日本はテックイデオロギーを生み出す巧者

 グーグルがベルリンのクロイツベルク地区に新たな拠点を設立しようとしたとき、ベルリンでは反対運動が起きました。このような巨大テック企業への反対運動は、日本では見られませんね。人々の認識には、日独でかなりのギャップがあると感じます。

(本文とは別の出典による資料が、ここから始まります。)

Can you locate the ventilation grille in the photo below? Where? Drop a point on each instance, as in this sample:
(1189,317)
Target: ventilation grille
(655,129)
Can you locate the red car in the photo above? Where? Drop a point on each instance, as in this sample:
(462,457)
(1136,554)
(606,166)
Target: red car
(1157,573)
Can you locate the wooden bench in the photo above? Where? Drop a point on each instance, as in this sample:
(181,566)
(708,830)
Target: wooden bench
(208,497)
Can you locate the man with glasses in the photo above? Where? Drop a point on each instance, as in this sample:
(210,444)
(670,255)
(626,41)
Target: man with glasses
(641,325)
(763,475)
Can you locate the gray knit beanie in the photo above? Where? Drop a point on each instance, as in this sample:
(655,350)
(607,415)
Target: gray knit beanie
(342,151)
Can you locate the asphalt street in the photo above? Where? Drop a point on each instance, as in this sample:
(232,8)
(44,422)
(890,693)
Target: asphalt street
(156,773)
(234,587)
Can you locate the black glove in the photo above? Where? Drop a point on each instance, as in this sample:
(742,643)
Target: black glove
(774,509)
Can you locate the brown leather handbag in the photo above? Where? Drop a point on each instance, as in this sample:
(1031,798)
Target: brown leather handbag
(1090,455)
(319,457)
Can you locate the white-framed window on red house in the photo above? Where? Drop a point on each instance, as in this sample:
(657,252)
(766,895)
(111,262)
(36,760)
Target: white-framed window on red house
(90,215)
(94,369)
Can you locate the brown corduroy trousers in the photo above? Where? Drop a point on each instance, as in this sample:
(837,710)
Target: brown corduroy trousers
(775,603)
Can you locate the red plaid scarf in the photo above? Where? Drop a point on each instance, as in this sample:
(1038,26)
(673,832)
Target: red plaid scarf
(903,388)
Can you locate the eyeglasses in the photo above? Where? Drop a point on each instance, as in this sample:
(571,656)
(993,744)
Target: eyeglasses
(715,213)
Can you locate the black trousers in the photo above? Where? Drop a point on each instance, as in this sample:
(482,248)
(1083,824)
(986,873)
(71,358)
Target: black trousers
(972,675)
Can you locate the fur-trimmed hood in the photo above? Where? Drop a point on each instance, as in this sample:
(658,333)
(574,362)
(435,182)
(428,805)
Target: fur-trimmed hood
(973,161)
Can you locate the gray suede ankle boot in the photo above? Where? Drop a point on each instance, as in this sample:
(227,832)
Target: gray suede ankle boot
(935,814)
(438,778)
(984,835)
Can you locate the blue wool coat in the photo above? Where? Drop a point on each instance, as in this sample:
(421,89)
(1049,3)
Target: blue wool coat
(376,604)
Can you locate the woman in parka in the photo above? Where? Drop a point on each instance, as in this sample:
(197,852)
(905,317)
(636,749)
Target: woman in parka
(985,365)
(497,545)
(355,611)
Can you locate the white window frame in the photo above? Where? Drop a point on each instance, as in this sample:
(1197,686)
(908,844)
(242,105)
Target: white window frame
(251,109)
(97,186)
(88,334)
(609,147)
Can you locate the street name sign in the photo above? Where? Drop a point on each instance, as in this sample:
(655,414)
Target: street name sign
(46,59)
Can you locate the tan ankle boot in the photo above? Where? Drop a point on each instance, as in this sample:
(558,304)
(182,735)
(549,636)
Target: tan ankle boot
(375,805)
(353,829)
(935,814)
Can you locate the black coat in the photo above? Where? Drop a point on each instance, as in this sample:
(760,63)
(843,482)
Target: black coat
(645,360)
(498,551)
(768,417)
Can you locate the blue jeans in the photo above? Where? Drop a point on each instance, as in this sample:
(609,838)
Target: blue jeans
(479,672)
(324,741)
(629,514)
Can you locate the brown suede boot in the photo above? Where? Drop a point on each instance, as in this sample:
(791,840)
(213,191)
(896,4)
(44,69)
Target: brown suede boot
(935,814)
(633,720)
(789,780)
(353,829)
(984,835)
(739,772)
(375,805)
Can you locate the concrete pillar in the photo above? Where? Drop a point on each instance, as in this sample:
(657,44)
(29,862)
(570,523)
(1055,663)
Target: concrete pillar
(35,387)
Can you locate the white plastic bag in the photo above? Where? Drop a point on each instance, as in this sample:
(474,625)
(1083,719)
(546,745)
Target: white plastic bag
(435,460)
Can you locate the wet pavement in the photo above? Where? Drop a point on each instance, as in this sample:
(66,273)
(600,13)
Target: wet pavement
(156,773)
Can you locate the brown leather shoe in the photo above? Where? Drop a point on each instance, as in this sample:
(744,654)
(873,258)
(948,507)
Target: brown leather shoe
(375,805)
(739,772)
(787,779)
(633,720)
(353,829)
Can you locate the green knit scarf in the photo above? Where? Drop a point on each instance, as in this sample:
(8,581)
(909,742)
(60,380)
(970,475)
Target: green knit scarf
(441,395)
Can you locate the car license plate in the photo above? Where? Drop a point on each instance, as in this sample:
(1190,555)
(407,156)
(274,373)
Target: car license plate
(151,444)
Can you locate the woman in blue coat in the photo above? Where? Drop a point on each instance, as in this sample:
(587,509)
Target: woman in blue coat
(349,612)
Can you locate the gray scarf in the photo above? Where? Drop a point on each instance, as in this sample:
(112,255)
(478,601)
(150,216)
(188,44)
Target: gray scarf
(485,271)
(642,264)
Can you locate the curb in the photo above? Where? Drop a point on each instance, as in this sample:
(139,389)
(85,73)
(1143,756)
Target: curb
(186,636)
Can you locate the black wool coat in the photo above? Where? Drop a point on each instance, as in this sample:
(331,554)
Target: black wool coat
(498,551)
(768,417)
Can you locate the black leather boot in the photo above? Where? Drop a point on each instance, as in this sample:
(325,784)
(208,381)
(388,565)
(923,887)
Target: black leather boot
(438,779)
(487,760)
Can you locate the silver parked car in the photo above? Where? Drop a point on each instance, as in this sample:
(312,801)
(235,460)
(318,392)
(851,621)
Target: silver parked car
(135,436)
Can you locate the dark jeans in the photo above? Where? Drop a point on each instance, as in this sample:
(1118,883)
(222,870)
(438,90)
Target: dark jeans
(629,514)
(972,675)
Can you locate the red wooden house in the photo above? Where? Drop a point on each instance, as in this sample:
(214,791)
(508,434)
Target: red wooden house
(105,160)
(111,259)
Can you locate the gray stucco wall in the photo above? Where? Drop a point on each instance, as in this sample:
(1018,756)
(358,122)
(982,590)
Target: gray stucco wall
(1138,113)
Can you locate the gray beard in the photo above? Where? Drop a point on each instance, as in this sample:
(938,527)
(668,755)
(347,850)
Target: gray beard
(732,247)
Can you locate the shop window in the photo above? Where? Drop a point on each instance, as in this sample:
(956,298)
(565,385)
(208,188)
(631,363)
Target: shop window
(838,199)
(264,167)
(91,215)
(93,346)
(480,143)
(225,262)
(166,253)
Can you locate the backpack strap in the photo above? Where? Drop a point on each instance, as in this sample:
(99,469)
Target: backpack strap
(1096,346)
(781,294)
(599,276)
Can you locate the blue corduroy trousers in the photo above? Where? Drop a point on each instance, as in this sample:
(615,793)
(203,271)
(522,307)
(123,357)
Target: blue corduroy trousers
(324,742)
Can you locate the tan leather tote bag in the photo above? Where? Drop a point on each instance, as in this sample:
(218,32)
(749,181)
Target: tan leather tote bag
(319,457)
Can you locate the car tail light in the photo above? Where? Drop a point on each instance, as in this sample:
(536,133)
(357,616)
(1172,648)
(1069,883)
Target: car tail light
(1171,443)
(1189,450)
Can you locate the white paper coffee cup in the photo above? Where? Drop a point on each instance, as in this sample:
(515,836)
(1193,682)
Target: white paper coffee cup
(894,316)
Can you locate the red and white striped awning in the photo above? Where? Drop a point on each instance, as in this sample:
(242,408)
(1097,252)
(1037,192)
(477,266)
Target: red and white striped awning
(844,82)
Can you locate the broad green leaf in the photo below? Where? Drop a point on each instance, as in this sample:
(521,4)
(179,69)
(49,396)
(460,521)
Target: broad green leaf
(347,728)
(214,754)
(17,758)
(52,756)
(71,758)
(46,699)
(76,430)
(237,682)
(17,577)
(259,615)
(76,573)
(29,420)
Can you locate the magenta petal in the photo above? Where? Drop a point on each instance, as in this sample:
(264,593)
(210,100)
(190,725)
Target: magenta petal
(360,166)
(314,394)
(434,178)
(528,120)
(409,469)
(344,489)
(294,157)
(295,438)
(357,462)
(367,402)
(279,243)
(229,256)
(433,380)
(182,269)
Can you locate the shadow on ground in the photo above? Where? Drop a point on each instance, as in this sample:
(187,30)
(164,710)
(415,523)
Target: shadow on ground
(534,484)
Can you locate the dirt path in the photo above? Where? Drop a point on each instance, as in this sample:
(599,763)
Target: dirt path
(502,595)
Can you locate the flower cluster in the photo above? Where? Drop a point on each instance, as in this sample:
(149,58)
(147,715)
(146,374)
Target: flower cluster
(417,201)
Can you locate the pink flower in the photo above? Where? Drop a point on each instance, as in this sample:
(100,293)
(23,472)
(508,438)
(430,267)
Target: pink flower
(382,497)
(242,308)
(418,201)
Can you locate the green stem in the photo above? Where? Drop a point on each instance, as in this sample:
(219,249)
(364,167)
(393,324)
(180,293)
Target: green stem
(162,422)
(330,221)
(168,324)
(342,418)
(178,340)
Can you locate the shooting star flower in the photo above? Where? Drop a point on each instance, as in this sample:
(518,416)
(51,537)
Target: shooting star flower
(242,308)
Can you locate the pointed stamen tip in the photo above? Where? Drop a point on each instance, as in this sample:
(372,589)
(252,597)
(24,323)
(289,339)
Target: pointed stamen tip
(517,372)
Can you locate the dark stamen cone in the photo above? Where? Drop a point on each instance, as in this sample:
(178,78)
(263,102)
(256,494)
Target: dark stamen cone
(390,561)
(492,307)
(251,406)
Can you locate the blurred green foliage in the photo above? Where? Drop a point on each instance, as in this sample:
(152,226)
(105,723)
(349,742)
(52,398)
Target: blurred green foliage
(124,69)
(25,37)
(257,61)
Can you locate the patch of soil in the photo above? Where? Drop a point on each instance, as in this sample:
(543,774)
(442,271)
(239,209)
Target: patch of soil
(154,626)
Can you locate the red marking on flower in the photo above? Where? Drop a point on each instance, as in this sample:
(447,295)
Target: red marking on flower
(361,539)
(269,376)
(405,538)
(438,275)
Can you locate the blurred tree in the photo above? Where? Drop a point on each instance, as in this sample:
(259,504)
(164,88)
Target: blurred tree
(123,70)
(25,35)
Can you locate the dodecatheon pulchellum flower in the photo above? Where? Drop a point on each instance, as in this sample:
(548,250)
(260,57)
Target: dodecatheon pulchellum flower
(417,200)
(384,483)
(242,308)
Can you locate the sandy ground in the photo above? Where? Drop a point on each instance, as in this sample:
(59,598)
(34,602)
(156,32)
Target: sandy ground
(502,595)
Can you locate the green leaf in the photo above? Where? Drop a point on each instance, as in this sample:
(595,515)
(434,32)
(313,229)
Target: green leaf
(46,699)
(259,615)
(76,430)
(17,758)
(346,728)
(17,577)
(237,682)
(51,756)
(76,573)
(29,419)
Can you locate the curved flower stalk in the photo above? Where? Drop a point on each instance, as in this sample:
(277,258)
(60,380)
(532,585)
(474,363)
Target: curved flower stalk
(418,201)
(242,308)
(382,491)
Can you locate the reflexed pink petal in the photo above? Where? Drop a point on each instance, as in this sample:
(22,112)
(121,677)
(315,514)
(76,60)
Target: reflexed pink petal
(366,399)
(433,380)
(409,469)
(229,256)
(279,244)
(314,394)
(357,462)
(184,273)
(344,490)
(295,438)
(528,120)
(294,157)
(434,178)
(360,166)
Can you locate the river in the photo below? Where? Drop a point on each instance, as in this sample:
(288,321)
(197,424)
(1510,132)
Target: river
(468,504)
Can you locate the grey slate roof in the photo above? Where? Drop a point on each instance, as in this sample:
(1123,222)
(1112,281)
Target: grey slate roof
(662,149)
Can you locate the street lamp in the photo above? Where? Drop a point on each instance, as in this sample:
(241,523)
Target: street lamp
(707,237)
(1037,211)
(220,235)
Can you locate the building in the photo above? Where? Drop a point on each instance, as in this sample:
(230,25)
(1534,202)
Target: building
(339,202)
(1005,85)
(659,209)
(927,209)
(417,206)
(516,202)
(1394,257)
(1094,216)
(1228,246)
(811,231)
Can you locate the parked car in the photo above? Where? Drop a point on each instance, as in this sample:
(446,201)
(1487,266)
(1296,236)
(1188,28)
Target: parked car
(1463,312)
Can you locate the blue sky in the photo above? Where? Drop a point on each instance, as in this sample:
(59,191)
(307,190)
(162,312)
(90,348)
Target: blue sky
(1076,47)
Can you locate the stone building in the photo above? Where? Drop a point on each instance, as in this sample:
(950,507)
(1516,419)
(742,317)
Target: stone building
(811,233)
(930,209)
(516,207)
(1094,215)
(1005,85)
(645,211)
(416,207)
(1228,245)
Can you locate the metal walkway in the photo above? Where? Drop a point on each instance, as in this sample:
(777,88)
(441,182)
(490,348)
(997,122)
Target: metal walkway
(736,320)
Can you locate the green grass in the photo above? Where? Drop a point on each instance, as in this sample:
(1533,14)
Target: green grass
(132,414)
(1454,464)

 それは、日本がテクノロジーに関するイデオロギーを生み出すのが抜群にうまいからだと私は思います。このようなストーリーの紡ぎ手としては、日本は第一級の国の1つで、90年代はカリフォルニア以上、少なくとも同等に重要な存在だったと思います。今はそこまでの存在感はありませんが。とはいえ、モダニティに対する日本の貢献がなければテレビゲームは今日の姿にはなっていなかったでしょうし、それゆえインターネットで我々が得る経験も今の状態にはかすりもしないものになっていたでしょう。

 ですから日本は、地球上でテクノロジーがもっとも進んでいる地域の一つであり続けているのです。昔はやった「たまごっち」は、機械に愛情を投影することで、人間としての欲望が置き換えられるものでした。日本は一社会として、こうしたモデルを受け入れる傾向が他の地域よりもあると思うのです。

 ドイツで起きた反GAFA運動に関して一つ私が強く思っているのは、ドイツは実に長い期間、テクノロジーと独裁主義、イデオロギーとの関わりを味わってきたということです。ドイツは自動車を発明しましたね。忘れてはならない、ドイツが行った人類滅亡への多大な「貢献」です。ドイツのイデオロギーというのは――私は今これをかつての姿に修復しようと使命感を持ってやっているんですが――ともかく、ドイツの発明というのは人類史上最悪に近い。

 もちろん他にも人類滅亡に「貢献」している国はありますし、ドイツにも、カントやヘーゲルらがモダニティに素晴らしい貢献をした面もあります。それでも、ドイツの発明は最悪です。

 それからドイツは、二度の世界大戦で非常に重大な役割を果たしました。実際はもっとさまざまな要因が絡み合って引き起こされたのですが、端的にいうとそうなります。あれは人間を破壊するためにテクノロジーが使われた戦争でした。ドイツのテクノロジーに対する見識は、そういうものです。テクノロジーとは、壊滅という悪の力だと思っています。ですから、テクノロジーで利益を得ている一部の人々を除き、ドイツにおける批判的思考の持ち主は誰でも、デジタルテクノロジーに強い抵抗を示すでしょう。これは独裁だ、と本能的に反応します。直感的に、独裁に対して反発を起こすのです。